In the culmination of this project, a rich tapestry of insights has been woven, unveiling the intricate dynamics that underpin student performance analysis. Through meticulous examination of socio-demographic, familial, and lifestyle factors, the project has shed light on the multifaceted interplay between students' contexts and their academic outcomes.
From dissecting the rural-urban dichotomy to unraveling the nuances of familial guardianship, the findings underscore the pivotal role of context in shaping educational trajectories. It becomes evident that academic success is not solely a product of individual effort but is deeply intertwined with the environments in which students reside and learn. Factors such as access to resources, familial support structures, and socio-economic conditions emerge as influential determinants that can either propel or hinder educational attainment.
Furthermore, the analysis underscores the enduring impact of parental education on student aspirations, highlighting how the legacies of learning are transmitted across generations.
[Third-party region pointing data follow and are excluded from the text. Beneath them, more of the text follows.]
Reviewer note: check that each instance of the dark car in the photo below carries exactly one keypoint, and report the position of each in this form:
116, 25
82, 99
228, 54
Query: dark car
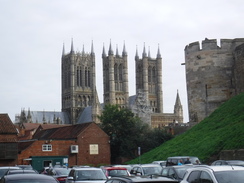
141, 179
228, 162
214, 174
175, 172
171, 161
59, 173
86, 175
115, 171
5, 169
21, 171
28, 178
26, 167
146, 169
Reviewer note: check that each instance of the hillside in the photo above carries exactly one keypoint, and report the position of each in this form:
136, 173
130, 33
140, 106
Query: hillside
222, 130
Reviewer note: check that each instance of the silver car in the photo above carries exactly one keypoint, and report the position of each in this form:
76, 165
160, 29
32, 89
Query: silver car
86, 175
214, 174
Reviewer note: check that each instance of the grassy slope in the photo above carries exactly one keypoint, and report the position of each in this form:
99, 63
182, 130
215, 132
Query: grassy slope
222, 130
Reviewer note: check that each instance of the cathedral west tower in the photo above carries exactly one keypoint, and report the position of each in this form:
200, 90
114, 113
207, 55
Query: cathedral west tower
149, 79
115, 77
78, 82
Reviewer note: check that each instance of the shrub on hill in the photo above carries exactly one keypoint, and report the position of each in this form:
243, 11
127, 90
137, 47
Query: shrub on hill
222, 130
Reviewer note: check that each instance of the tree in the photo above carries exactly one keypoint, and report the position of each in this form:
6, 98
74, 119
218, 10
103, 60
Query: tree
127, 132
124, 130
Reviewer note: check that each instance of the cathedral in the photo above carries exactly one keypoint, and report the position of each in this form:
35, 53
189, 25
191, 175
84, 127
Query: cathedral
80, 102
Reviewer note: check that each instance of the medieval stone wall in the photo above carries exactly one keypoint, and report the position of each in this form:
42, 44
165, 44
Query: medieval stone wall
210, 75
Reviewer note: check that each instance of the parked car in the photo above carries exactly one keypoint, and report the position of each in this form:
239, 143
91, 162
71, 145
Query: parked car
85, 175
115, 171
228, 162
26, 167
146, 169
175, 172
128, 167
161, 163
21, 171
27, 178
59, 173
171, 161
4, 169
141, 179
214, 174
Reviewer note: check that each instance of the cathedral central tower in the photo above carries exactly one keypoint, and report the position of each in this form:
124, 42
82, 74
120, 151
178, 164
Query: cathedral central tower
78, 82
115, 77
149, 79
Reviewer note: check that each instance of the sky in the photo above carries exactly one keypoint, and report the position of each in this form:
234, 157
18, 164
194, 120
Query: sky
33, 32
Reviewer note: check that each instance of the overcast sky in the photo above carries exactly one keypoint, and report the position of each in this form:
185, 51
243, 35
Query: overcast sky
33, 33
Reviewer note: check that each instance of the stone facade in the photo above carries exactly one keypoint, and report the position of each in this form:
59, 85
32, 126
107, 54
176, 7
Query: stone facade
80, 103
213, 75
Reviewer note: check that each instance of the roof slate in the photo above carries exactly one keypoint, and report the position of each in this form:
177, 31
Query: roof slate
6, 125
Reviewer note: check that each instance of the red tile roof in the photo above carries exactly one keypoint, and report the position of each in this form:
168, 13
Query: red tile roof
6, 125
24, 145
66, 132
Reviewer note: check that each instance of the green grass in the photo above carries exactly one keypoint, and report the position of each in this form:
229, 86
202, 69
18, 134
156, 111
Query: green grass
222, 130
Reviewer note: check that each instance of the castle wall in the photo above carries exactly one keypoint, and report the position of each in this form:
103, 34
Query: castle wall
209, 75
239, 68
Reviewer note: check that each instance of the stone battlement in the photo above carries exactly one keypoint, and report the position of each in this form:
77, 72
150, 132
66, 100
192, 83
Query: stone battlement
211, 44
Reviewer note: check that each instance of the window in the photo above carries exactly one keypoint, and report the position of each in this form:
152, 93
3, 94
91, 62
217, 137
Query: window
193, 177
46, 147
205, 178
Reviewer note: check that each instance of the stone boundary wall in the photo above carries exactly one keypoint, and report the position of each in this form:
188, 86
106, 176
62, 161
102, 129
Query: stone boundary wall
232, 154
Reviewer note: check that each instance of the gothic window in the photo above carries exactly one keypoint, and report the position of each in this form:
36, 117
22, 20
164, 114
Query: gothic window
47, 147
69, 79
120, 77
78, 76
106, 78
84, 101
120, 72
154, 75
115, 72
87, 77
139, 76
149, 74
89, 100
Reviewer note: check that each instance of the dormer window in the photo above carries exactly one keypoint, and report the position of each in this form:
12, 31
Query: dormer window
47, 147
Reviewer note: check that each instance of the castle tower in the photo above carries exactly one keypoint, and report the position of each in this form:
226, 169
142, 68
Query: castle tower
78, 82
149, 79
178, 109
209, 75
115, 77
The disparities in aspirations across different levels of parental education serve as poignant reminders of the profound influence of familial dynamics on shaping students' aspirations for the future.
In navigating the complexities of education, it becomes imperative to recognize that student success is intricately linked to broader socio-economic and familial contexts. By delving into these interconnected realms, the project not only offers insights into the drivers of academic achievement but also underscores the need for holistic, multi-dimensional approaches to supporting student success.
In conclusion, the project stands as a testament to the power of data-driven insights in unraveling the mysteries of education. By harnessing the potential of analytics, it embarks on a transformative journey toward fostering a more equitable and inclusive educational landscape—one where every student has the opportunity to thrive, irrespective of their circumstances. As the findings inspire action and advocacy, let them serve as beacons of hope in the pursuit of educational excellence for all.